1. There are many ideas about how the world will ‘end’. Do you think the world will end some day? Have you ever thought what would happen if the sun got so hot that it ‘burst’, or grew colder and colder?

2. For Frost, what do ‘fire’ and ‘ice’ stand for? Here are some ideas: greed avarice cruelty lust conflict fury intolerance rigidity insensitivity coldness indifference hatred.

3. What is the rhyme scheme of the poem? How does it help in bringing out the contrasting ideas in the poem?


Ans. There are many ideas about how the world might end, but it’s impossible to say for sure. Scientists have theories about natural disasters like giant asteroid impacts or changes in the sun’s activity. However, the world might also end through human actions like wars or environmental damage.

Whether the world will end someday depends on how you define “the world.” Life on Earth might eventually come to an end, but the planet itself will likely be around for billions of years.

Thinking about the sun getting super-hot or cold is a fun thought experiment! If the sun got much hotter, it would burn Earth to a crisp. If it got much colder, Earth would freeze over completely.

Another posible answer

Numerous theories exist on how the world could end, yet certainty remains elusive. Scientists speculate on natural catastrophes such as colossal asteroid collisions or shifts in solar activity.
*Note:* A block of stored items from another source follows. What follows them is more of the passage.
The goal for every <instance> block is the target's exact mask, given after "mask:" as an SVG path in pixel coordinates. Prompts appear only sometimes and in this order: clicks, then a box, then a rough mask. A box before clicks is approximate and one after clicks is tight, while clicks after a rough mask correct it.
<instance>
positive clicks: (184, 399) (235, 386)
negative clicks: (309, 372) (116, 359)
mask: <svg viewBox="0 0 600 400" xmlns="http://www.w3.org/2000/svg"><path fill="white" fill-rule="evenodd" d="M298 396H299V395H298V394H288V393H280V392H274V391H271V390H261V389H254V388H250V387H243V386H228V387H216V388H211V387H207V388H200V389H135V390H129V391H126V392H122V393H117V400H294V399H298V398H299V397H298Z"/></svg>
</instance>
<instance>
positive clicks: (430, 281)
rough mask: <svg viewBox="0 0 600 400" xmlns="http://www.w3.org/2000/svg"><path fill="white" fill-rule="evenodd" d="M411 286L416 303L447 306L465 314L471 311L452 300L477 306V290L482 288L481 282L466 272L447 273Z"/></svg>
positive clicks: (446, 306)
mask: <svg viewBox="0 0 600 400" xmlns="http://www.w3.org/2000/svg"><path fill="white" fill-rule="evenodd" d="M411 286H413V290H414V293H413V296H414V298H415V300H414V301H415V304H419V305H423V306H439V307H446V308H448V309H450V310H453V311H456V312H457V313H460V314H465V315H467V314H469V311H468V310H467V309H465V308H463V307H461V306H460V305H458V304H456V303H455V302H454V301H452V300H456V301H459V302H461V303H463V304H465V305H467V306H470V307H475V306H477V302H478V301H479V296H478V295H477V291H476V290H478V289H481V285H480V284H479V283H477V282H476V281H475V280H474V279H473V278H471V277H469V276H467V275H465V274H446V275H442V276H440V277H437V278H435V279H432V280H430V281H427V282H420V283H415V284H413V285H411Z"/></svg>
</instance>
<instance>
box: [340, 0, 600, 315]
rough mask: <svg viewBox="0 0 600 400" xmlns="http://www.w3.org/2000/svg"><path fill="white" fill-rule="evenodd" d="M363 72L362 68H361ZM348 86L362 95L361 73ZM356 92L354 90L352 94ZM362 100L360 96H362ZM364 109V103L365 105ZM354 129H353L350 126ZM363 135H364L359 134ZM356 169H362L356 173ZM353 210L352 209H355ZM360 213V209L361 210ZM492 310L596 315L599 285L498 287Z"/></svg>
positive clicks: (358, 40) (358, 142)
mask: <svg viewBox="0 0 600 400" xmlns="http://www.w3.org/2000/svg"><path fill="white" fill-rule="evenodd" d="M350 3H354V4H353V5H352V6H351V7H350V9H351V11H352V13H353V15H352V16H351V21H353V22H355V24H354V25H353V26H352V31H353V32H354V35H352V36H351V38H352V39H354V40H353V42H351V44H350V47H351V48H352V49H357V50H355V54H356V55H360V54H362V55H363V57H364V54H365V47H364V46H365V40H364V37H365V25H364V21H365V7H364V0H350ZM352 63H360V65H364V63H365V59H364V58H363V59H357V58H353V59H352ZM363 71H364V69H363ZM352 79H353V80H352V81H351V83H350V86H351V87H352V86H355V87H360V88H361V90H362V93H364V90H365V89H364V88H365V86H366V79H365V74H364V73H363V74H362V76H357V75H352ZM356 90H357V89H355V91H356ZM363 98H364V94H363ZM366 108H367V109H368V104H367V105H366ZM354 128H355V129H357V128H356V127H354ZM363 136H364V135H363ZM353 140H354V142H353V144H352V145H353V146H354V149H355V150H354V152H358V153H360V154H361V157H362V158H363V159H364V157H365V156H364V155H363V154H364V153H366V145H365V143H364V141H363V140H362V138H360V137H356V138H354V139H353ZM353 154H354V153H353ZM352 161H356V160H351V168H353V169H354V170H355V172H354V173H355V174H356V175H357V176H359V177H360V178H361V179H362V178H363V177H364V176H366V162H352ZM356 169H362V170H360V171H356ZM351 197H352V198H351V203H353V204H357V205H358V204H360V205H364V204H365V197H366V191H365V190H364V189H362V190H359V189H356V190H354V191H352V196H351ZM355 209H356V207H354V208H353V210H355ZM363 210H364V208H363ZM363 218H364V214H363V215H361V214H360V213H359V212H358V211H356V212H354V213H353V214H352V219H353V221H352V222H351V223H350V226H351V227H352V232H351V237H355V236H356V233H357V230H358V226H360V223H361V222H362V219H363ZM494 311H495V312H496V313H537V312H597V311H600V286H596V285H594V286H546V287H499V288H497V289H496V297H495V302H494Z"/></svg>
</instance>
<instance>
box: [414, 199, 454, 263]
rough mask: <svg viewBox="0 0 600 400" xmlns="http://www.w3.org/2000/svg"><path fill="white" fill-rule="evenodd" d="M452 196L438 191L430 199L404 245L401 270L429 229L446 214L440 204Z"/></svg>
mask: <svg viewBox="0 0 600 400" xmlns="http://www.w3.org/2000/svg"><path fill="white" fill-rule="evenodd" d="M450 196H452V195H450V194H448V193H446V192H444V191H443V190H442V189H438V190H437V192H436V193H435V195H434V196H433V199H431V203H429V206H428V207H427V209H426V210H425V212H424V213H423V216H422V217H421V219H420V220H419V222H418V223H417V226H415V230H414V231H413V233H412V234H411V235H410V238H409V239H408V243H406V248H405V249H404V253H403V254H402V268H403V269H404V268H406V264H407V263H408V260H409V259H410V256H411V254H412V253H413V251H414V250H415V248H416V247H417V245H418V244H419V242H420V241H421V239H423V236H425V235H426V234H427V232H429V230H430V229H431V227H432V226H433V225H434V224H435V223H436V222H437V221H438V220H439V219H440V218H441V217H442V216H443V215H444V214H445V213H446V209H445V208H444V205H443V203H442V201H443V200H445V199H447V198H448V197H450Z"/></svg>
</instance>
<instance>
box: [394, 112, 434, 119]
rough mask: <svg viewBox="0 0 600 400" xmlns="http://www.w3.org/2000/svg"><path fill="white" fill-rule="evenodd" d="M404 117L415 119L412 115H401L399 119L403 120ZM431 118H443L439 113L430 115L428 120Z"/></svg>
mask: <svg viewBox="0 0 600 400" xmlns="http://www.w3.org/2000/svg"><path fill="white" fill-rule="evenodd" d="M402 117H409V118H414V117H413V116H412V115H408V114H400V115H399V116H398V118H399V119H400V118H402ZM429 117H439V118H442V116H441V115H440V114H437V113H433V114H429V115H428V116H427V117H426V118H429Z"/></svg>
Conversely, human-induced factors like warfare or ecological destruction could also precipitate the end.

The prospect of the world’s end hinges on the definition of “the world.” While terrestrial life may face extinction, the Earth as a celestial body is expected to persist for billions of years.

Contemplating extreme changes in the sun’s temperature is an intriguing intellectual exercise. A significant increase in heat would incinerate the Earth, whereas a substantial decrease would lead to its total freezing.
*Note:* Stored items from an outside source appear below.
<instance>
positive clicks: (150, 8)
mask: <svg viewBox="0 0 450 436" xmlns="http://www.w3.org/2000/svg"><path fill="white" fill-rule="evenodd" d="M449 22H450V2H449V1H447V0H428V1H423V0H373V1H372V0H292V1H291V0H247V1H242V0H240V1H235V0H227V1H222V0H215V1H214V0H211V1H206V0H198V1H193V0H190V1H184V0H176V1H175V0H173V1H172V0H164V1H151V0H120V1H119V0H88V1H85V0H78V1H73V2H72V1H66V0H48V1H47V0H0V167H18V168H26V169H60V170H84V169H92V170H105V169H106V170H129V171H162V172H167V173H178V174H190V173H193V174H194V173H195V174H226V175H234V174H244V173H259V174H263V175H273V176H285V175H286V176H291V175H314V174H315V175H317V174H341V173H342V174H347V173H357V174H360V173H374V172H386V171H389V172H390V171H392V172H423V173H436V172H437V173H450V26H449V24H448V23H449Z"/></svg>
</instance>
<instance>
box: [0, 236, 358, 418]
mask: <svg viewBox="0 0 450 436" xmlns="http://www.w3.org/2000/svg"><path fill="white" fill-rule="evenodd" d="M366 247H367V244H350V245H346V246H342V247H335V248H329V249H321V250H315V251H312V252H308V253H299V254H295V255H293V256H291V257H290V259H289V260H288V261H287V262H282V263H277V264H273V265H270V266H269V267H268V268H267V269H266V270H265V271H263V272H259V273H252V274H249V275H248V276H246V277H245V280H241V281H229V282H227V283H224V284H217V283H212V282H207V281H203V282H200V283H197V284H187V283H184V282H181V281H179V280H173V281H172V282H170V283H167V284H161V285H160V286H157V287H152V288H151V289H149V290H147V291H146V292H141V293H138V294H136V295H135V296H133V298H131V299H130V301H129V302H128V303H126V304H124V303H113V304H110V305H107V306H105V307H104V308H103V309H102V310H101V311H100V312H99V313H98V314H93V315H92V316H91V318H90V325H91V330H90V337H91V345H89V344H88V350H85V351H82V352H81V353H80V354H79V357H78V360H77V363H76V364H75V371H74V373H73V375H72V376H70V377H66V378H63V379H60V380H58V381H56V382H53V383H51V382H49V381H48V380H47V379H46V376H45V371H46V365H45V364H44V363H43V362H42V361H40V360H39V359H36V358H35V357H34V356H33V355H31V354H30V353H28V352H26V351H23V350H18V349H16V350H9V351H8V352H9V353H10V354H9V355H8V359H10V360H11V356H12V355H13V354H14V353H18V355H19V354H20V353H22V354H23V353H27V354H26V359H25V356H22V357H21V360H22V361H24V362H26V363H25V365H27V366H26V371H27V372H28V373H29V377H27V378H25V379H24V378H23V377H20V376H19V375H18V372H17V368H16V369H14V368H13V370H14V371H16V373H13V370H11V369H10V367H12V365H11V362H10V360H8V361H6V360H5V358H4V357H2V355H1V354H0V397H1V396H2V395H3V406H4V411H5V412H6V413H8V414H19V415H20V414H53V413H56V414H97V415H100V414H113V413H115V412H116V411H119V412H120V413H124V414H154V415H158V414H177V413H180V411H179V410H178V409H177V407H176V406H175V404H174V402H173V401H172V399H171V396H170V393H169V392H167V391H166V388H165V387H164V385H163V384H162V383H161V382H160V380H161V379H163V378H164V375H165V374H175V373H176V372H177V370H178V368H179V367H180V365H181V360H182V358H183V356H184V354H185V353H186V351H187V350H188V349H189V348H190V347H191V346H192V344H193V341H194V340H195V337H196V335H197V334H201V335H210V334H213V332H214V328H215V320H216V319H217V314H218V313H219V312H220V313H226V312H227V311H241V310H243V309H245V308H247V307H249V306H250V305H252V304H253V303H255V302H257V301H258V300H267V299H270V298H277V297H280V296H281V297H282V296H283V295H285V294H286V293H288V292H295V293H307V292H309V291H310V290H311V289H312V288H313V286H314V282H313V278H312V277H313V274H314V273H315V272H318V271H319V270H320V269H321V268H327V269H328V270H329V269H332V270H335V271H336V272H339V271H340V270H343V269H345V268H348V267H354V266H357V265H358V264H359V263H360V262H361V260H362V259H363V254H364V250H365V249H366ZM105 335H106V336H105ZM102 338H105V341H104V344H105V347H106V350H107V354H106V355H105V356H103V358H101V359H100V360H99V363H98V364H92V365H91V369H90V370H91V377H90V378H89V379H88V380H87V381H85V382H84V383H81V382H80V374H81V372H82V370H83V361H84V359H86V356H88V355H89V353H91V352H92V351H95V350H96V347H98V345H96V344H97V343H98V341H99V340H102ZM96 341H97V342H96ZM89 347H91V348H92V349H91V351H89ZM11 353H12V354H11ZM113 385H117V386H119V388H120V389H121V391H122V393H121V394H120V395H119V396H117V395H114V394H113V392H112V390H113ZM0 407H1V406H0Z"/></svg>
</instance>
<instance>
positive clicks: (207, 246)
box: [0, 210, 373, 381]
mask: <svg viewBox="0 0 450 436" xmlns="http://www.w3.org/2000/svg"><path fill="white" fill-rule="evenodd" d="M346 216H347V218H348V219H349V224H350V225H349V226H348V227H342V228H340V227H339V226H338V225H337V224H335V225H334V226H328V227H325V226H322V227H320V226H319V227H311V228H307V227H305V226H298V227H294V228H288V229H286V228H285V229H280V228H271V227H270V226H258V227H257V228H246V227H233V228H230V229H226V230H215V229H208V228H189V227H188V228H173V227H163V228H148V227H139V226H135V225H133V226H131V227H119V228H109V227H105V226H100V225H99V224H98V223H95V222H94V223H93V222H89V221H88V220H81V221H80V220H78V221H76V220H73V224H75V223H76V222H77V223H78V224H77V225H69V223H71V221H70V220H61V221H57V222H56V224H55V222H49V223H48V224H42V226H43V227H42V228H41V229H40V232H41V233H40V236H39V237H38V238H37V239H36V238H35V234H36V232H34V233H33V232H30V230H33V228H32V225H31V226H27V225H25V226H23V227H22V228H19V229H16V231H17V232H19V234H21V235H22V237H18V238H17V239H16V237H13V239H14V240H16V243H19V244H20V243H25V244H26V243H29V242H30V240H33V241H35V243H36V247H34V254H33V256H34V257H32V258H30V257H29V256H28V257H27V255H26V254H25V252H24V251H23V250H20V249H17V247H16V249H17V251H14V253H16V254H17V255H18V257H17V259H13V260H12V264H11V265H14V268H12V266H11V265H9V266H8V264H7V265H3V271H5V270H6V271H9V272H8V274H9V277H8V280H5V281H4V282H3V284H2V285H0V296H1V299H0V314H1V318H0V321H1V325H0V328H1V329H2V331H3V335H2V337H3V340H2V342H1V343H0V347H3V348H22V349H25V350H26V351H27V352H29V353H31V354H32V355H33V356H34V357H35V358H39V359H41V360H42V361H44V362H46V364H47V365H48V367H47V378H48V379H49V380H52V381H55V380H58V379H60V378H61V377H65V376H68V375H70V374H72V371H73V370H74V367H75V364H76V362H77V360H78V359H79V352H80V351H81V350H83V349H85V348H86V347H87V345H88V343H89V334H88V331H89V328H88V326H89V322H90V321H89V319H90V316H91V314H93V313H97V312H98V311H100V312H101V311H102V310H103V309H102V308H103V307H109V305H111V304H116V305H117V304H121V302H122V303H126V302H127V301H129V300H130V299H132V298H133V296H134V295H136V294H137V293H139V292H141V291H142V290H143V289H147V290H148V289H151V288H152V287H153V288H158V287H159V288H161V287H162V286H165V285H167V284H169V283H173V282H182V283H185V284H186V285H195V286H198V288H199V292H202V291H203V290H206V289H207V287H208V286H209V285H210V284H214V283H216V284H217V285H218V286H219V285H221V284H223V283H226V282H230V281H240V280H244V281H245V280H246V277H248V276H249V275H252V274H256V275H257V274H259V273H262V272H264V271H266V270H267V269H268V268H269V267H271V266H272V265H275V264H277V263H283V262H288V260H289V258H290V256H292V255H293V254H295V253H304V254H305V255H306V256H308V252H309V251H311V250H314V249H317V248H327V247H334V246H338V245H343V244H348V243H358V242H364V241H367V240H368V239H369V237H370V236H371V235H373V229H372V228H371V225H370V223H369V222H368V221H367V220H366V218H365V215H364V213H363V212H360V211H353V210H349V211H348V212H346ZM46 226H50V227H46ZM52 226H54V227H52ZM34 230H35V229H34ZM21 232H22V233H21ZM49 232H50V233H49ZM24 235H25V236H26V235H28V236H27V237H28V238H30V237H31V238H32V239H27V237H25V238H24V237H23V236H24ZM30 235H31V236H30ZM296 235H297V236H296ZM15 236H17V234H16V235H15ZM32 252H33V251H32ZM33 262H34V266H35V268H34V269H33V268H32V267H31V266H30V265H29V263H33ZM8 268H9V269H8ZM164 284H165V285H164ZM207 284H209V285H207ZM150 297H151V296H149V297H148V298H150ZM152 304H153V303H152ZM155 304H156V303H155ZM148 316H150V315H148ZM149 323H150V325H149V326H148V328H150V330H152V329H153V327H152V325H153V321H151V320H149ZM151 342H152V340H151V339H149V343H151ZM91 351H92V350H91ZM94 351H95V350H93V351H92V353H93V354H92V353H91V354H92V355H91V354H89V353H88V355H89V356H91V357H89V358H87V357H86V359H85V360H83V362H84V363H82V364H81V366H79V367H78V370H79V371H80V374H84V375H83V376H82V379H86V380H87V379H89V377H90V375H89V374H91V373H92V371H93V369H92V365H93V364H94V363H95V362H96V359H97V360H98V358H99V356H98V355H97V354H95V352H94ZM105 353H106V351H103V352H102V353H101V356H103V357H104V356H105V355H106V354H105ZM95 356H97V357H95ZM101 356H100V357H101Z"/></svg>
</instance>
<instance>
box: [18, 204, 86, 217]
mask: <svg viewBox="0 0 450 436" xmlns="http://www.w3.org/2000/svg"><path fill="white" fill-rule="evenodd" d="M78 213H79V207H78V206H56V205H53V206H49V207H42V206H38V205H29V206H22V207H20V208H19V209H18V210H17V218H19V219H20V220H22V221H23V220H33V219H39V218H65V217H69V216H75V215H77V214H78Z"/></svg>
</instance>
Ans. In the context of the poem, we can eliminate some that don’t quite fit the imagery:

  • Greed, avarice, and lust are all related to selfish desires, which don’t quite match the all-encompassing nature of fire in the poem.
  • Conflict and fury are emotions related to fire, but they are more specific than the overall idea Frost is conveying.
  • Intolerance and rigidity are interesting but don’t capture the destructive power of fire.
  • Insensitivity and coldness are closer to ice, but they lack the emotional weight.
  • Indifference doesn’t quite capture the intensity of ice’s destructive potential.

This leaves us with:

  • Fire: Desire, passion, intensity
  • Ice: Hatred, coldness, indifference

These words capture the strong emotions and their potential for destruction that Frost is exploring.
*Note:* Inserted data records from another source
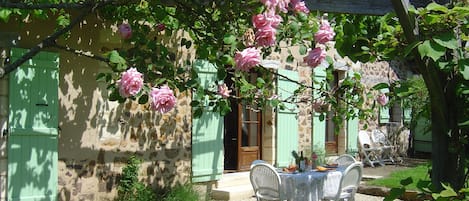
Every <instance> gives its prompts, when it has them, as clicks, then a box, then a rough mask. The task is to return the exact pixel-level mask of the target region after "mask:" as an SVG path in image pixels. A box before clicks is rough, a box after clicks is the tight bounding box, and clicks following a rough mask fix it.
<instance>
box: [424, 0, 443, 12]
mask: <svg viewBox="0 0 469 201" xmlns="http://www.w3.org/2000/svg"><path fill="white" fill-rule="evenodd" d="M426 9H427V10H429V11H441V12H444V13H446V12H448V8H446V7H444V6H442V5H440V4H437V3H434V2H432V3H430V4H428V5H427V7H426Z"/></svg>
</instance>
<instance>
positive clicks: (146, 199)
mask: <svg viewBox="0 0 469 201" xmlns="http://www.w3.org/2000/svg"><path fill="white" fill-rule="evenodd" d="M140 163H141V161H140V160H139V159H138V158H137V157H135V156H131V157H130V158H129V160H128V161H127V165H126V166H125V167H124V169H122V177H121V178H120V180H119V185H118V189H117V198H116V199H115V201H154V200H156V196H155V193H154V192H153V191H152V190H151V188H149V187H147V186H146V185H145V184H144V183H142V182H140V181H138V170H139V166H140Z"/></svg>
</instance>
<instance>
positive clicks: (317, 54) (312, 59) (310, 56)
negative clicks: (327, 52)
mask: <svg viewBox="0 0 469 201" xmlns="http://www.w3.org/2000/svg"><path fill="white" fill-rule="evenodd" d="M325 58H326V52H325V51H324V50H323V49H321V48H319V47H317V48H314V49H312V50H310V51H309V53H308V55H307V56H306V57H304V58H303V60H304V62H306V63H307V64H308V66H311V67H313V68H314V67H316V66H318V65H319V64H321V63H322V61H324V59H325Z"/></svg>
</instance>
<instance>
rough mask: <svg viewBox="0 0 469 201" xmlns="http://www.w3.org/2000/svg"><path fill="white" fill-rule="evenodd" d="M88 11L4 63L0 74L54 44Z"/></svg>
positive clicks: (49, 46)
mask: <svg viewBox="0 0 469 201" xmlns="http://www.w3.org/2000/svg"><path fill="white" fill-rule="evenodd" d="M90 13H91V9H87V10H85V11H84V12H83V13H81V14H80V16H78V17H77V18H75V19H74V20H73V21H72V22H71V23H70V24H69V25H67V26H66V27H64V28H62V29H60V30H58V31H56V32H55V33H53V34H52V35H50V36H48V37H47V38H45V39H44V40H42V41H41V42H40V43H39V44H37V45H36V46H34V47H32V48H31V49H29V51H28V52H27V53H26V54H24V55H23V56H22V57H21V58H19V59H18V60H16V61H15V62H13V63H11V64H8V65H6V66H5V68H4V70H5V72H4V74H3V75H2V74H0V75H1V77H3V76H4V75H6V74H8V73H10V72H12V71H13V70H15V69H16V68H18V67H19V66H20V65H21V64H23V63H24V62H26V61H28V60H29V59H31V58H32V57H33V56H35V55H36V54H37V53H39V52H40V51H41V50H42V49H44V48H46V47H50V46H52V45H53V44H55V40H57V39H58V38H59V37H60V36H61V35H63V34H65V33H67V32H68V31H70V30H71V29H72V28H73V27H74V26H75V25H77V24H78V23H80V22H81V21H83V19H85V17H86V16H87V15H88V14H90Z"/></svg>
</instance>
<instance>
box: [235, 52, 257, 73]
mask: <svg viewBox="0 0 469 201" xmlns="http://www.w3.org/2000/svg"><path fill="white" fill-rule="evenodd" d="M260 58H261V54H260V52H259V50H258V49H256V48H254V47H250V48H246V49H244V50H243V51H241V52H237V53H236V55H235V58H234V59H235V62H236V68H238V69H240V70H242V71H246V72H249V70H250V69H251V68H253V67H254V66H256V65H258V64H259V63H260V62H261V60H260Z"/></svg>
Ans. The poem uses a rhyme scheme of ABA ABC BCB. This means the first and third lines rhyme (fire/ice), the second and fourth lines rhyme (desire/fire), and so on.

This rhyme scheme helps to create a sense of rhythm and flow in the poem. It also helps to highlight the contrasting ideas of fire and ice. By placing lines that discuss fire and ice close together with rhyming words, Frost emphasizes the opposition between these two forces.

For example, in the lines “Some say the world will end in fire, Some say in ice” (ABA), the rhyming of “fire” and “ice” draws attention to the two opposing possibilities. Similarly, in the lines “From what I’ve tasted of desire / I hold with those who favor fire” (ABC), the rhyme scheme connects the speaker’s experience of desire with their belief that fire will be the world’s end.

This use of rhyme helps to make the poem more memorable and effective in conveying its central message.